Lossless context management: how kern compresses 20,000 messages into a context window

The problem

AI agents have a context window. It might be 50k tokens, maybe 200k. Either way, it runs out. When it does, the oldest messages get trimmed. The agent loses access to decisions made hours ago, tasks it was asked to do yesterday, configurations it set up last week.

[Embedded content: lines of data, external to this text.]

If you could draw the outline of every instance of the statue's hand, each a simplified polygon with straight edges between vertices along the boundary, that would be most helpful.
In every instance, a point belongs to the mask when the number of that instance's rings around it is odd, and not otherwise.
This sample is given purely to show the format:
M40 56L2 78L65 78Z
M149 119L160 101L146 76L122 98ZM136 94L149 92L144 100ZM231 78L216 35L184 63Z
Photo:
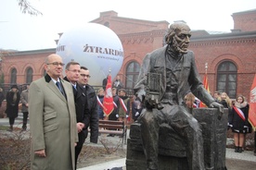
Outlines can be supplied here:
M141 102L144 102L145 96L146 96L146 91L139 91L136 93L136 96L139 98Z
M210 107L218 108L218 110L219 110L218 119L221 120L222 116L224 115L224 106L223 106L223 104L221 104L217 102L212 102L212 103L211 103Z

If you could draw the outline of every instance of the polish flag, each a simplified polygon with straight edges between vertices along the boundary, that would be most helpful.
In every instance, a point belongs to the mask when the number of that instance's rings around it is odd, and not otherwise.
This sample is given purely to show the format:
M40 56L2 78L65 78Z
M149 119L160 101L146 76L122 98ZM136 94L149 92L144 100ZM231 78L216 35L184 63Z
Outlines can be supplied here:
M204 87L204 89L206 89L206 91L208 91L208 92L210 92L207 73L205 73L204 78L203 78L203 87ZM199 107L207 107L207 106L206 106L205 103L203 103L202 102L200 102L199 103Z

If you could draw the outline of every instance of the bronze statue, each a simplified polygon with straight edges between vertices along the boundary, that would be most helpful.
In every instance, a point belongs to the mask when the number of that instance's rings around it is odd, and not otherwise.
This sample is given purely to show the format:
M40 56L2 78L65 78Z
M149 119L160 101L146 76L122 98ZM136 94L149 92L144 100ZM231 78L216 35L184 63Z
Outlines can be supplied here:
M223 105L203 88L194 54L187 50L190 36L186 23L172 24L165 37L167 45L146 55L134 87L146 105L138 121L150 170L158 169L159 128L162 123L169 124L187 142L189 169L205 169L200 125L187 112L184 102L187 91L191 91L209 107L219 108L219 118L224 112Z

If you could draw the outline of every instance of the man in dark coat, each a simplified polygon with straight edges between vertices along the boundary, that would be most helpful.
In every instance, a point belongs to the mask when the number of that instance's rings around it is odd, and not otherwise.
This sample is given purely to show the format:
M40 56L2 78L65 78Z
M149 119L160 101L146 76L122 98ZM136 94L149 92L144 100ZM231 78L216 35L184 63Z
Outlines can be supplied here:
M87 137L87 128L90 124L90 115L88 109L88 103L86 93L83 91L83 87L77 81L80 77L80 64L71 61L67 64L65 68L66 77L65 80L69 81L73 87L76 121L79 141L75 147L75 168L77 166L78 156L82 151L84 140Z
M95 89L88 84L90 79L90 72L87 67L81 67L81 72L78 83L83 87L85 92L88 103L88 113L90 115L90 142L97 143L98 138L98 115L97 115L97 101ZM86 138L88 135L88 128L85 129Z
M7 117L9 117L10 128L9 131L13 130L13 124L15 118L18 116L19 112L19 103L20 99L20 94L18 90L18 86L12 85L11 90L6 93L6 113Z
M203 140L200 126L186 109L185 95L189 90L209 107L218 107L223 113L223 106L203 88L198 73L193 52L188 51L190 29L185 23L173 23L170 26L166 42L162 48L146 55L139 73L138 82L134 87L136 94L145 98L141 123L141 134L147 169L158 169L158 140L161 123L169 124L186 141L187 141L187 161L190 170L204 170ZM159 87L159 94L151 81ZM152 98L151 98L152 96ZM157 108L157 109L156 109Z

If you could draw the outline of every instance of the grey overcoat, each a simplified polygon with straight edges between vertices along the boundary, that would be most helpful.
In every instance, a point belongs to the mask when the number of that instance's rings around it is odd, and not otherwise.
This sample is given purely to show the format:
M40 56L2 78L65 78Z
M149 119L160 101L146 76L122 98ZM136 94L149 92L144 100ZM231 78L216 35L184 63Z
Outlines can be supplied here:
M74 95L71 84L60 81L67 100L48 75L30 86L32 170L74 169L74 143L78 141ZM46 157L34 154L43 149Z

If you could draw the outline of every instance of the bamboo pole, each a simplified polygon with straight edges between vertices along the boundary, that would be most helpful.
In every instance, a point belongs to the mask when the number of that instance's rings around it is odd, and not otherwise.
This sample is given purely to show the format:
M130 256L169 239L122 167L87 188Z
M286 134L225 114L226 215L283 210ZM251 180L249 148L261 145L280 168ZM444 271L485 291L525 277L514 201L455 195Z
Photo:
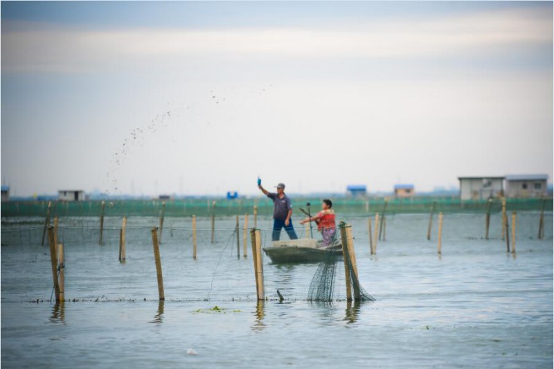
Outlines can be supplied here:
M508 220L506 219L506 198L502 197L502 234L501 235L501 237L502 238L502 240L504 240L504 235L506 234L507 222Z
M512 253L515 253L515 212L512 212Z
M120 262L125 262L125 233L127 233L127 217L121 222L121 257Z
M65 300L65 262L64 261L64 244L57 245L57 270L58 288L60 289L60 301Z
M256 251L256 228L253 228L250 231L250 240L252 244L252 260L254 262L254 278L256 279L256 296L258 296L258 286L260 285L258 275L258 260Z
M156 276L158 278L158 294L160 301L166 300L163 294L163 277L161 273L161 261L160 260L160 245L158 243L158 227L152 227L152 244L154 248L154 259L156 262Z
M215 201L212 202L212 243L215 243Z
M160 235L158 242L161 244L161 233L163 231L163 218L166 216L166 201L161 201L161 210L160 210Z
M443 253L443 213L438 213L438 243L437 244L437 252L439 255Z
M490 206L492 205L492 199L489 199L487 205L487 216L485 218L485 240L489 239L489 226L490 225Z
M508 217L504 216L504 229L506 230L506 252L510 252L510 227L508 225Z
M542 208L541 208L541 217L539 219L539 240L544 237L544 206L546 205L546 199L542 199Z
M256 296L258 300L263 300L264 297L264 269L262 263L262 237L260 231L252 228L250 231L252 239L252 259L254 261L254 273L256 274Z
M52 267L52 279L54 282L54 292L56 301L60 301L60 285L57 279L57 255L56 255L56 244L54 243L54 227L48 227L48 240L50 245L50 263Z
M264 294L264 264L262 262L262 235L260 231L256 231L256 253L257 254L256 264L258 265L258 280L260 285L258 286L258 299L263 300Z
M373 237L371 236L371 217L368 218L368 236L369 237L369 252L373 255L375 253L373 251Z
M377 231L379 229L379 213L375 213L375 233L373 235L373 253L377 254Z
M100 210L100 239L98 240L98 244L104 244L102 237L104 235L104 208L105 206L106 201L102 200Z
M354 237L352 235L352 226L347 225L345 227L346 233L346 246L348 250L348 258L350 258L350 263L352 265L352 273L350 278L352 279L352 287L354 291L354 300L359 301L361 300L360 289L359 289L359 280L358 280L358 267L356 264L356 251L354 249Z
M57 216L54 217L54 244L57 248Z
M381 217L382 218L381 222L381 225L379 228L379 240L381 240L381 233L383 231L383 223L384 223L385 219L385 212L386 211L386 205L388 204L388 198L385 197L385 204L383 206L383 213L381 215ZM377 230L375 230L377 231Z
M383 241L386 241L386 218L383 218Z
M244 214L244 226L242 228L242 256L247 257L248 250L248 214Z
M196 215L193 215L193 259L196 260Z
M44 203L43 203L44 207ZM42 230L42 242L40 244L44 245L44 237L46 235L46 229L50 226L50 210L52 208L52 201L48 201L48 208L46 208L46 217L44 219L44 229Z
M240 258L240 234L238 226L238 215L237 215L237 225L235 227L235 232L237 233L237 259Z
M433 226L433 213L435 213L435 208L437 206L437 201L434 201L433 205L431 206L431 214L429 216L429 226L427 227L427 240L431 240L431 227Z
M344 280L346 284L346 300L352 301L352 280L350 267L348 267L348 241L346 235L346 228L344 222L339 224L341 230L341 241L342 244L343 260L344 261ZM377 228L376 228L377 229ZM377 236L377 232L375 232Z

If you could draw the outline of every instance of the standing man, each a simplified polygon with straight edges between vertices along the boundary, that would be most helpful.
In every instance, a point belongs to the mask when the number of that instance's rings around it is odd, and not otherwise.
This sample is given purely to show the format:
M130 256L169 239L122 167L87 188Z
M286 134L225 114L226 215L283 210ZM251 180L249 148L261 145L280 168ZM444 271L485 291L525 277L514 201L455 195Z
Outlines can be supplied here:
M278 241L281 234L281 228L285 227L285 231L289 235L291 240L296 240L298 236L294 232L294 227L292 226L292 221L290 217L292 215L292 205L290 199L285 195L285 185L279 183L277 185L277 193L267 191L262 187L262 181L258 179L258 188L273 200L273 233L271 234L272 241Z

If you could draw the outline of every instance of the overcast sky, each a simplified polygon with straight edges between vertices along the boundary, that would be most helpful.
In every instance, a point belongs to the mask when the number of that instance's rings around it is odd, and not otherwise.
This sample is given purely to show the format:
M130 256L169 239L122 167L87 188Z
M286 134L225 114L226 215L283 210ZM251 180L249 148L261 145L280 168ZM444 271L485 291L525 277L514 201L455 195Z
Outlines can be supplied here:
M552 2L1 3L12 194L553 177Z

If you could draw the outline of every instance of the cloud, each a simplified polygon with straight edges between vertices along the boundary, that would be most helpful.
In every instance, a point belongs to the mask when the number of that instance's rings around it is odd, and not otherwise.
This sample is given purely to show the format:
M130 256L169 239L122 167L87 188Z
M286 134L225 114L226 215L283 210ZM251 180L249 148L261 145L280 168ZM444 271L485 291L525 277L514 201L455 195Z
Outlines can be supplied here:
M323 28L86 29L6 26L2 72L75 73L175 65L192 59L434 58L551 47L552 19L537 9L384 20ZM167 65L164 64L163 65Z

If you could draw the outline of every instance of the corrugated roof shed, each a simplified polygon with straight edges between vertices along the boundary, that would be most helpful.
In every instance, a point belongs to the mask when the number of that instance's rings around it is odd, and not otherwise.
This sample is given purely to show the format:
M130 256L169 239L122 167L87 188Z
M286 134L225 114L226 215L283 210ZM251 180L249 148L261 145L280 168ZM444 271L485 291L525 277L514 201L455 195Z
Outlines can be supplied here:
M506 181L548 181L548 174L511 174L506 176Z

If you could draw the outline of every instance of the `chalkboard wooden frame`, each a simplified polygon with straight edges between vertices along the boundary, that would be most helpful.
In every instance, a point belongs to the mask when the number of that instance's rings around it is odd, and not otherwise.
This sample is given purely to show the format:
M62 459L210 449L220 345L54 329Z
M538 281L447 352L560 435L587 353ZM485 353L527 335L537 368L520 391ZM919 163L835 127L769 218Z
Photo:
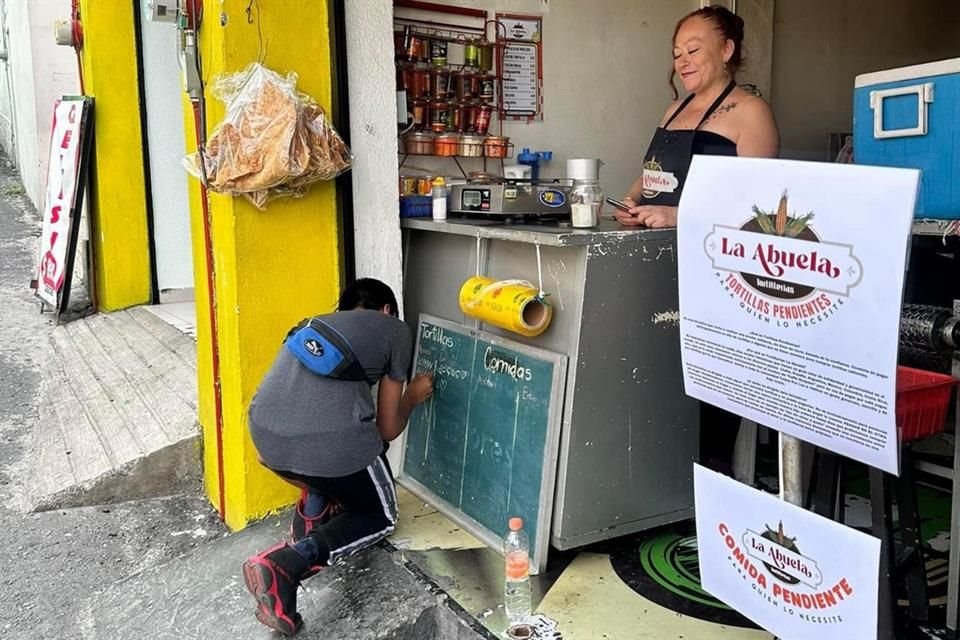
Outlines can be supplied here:
M536 575L546 569L547 551L550 547L550 531L552 528L554 490L557 477L557 464L560 449L560 431L561 418L563 415L564 393L567 377L567 356L544 349L538 349L519 342L514 342L487 333L479 329L465 327L463 325L437 318L429 314L420 314L417 323L416 350L414 354L414 371L417 370L417 364L420 359L420 338L423 335L423 325L429 323L438 326L446 331L452 331L463 336L483 340L492 345L515 350L532 358L548 362L553 365L553 377L550 386L550 403L547 414L547 424L544 442L544 465L540 478L540 495L538 500L538 517L535 531L525 527L527 535L530 537L530 573ZM455 505L450 504L428 487L425 487L418 480L411 477L405 469L406 463L406 442L400 453L400 473L397 481L407 490L416 495L424 502L435 507L440 513L444 514L454 523L459 525L468 533L475 536L489 548L502 554L501 545L503 536L506 534L506 525L503 523L503 531L495 531L484 524L478 522L467 515Z

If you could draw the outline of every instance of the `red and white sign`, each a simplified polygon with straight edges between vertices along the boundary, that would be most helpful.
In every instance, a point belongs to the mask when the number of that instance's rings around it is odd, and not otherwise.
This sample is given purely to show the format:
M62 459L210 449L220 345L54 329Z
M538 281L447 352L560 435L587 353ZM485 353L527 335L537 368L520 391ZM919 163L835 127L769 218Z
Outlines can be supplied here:
M66 273L70 239L70 216L77 194L80 170L80 136L83 124L82 98L58 100L53 111L50 164L40 235L40 268L37 296L56 308Z
M784 640L877 636L880 540L694 466L703 588Z
M912 169L695 157L677 230L687 394L898 473L918 184Z

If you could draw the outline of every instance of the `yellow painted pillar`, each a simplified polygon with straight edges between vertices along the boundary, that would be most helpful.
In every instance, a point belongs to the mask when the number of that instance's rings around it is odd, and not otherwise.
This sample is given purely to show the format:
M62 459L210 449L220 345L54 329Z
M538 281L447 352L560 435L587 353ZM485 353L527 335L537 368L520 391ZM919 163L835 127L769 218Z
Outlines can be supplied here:
M265 54L267 67L281 74L296 72L300 91L330 112L334 80L327 0L253 5L249 0L205 0L204 14L199 36L208 83L208 135L224 115L224 105L211 93L211 79L245 68L260 53ZM195 148L189 109L187 121L189 146ZM336 190L332 183L318 183L303 198L270 202L267 211L257 210L242 197L209 194L218 334L212 336L197 180L191 178L190 189L205 487L211 503L224 509L227 525L241 529L291 504L297 495L259 464L247 409L289 328L336 304L342 267ZM219 438L214 344L219 351L223 410Z
M132 2L81 0L84 92L94 98L94 276L101 310L150 302L147 190Z

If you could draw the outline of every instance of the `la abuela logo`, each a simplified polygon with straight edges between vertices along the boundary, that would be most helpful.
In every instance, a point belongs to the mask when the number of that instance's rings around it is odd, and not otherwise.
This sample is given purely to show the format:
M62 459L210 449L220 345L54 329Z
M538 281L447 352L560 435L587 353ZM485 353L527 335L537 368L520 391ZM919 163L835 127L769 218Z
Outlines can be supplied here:
M740 227L714 225L704 250L721 286L747 313L779 326L812 326L844 304L863 278L848 244L825 242L814 213L788 213L784 191L776 211L753 206Z
M841 622L838 608L856 597L850 581L841 577L825 585L817 561L800 553L796 536L787 535L782 521L776 529L764 528L763 533L746 529L737 537L725 522L717 525L733 568L754 593L788 615L818 624Z

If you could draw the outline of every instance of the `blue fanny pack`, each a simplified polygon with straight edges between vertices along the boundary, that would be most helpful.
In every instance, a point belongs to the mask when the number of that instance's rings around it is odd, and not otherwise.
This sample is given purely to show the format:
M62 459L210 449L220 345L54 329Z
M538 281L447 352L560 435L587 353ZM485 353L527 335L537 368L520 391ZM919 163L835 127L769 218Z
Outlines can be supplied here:
M287 334L284 345L303 366L318 376L354 382L362 380L370 384L347 339L317 318L294 327Z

This is fine for chatbots. It's not fine for agents that manage infrastructure, maintain knowledge bases, or work across days and weeks.

The common fix is RAG — embed everything, retrieve what seems relevant. But retrieval is lossy. It finds what matches the current query, not what the agent needs to know. An agent that discussed 50 topics over the last week gets back 3 chunks that happened to match. The other 47 topics vanish.

What we built

kern v0.16.0 ships lossless context management. Instead of throwing away old messages or hoping retrieval picks the right ones, kern compresses the full conversation history into a hierarchical summary tree and injects it into the context window.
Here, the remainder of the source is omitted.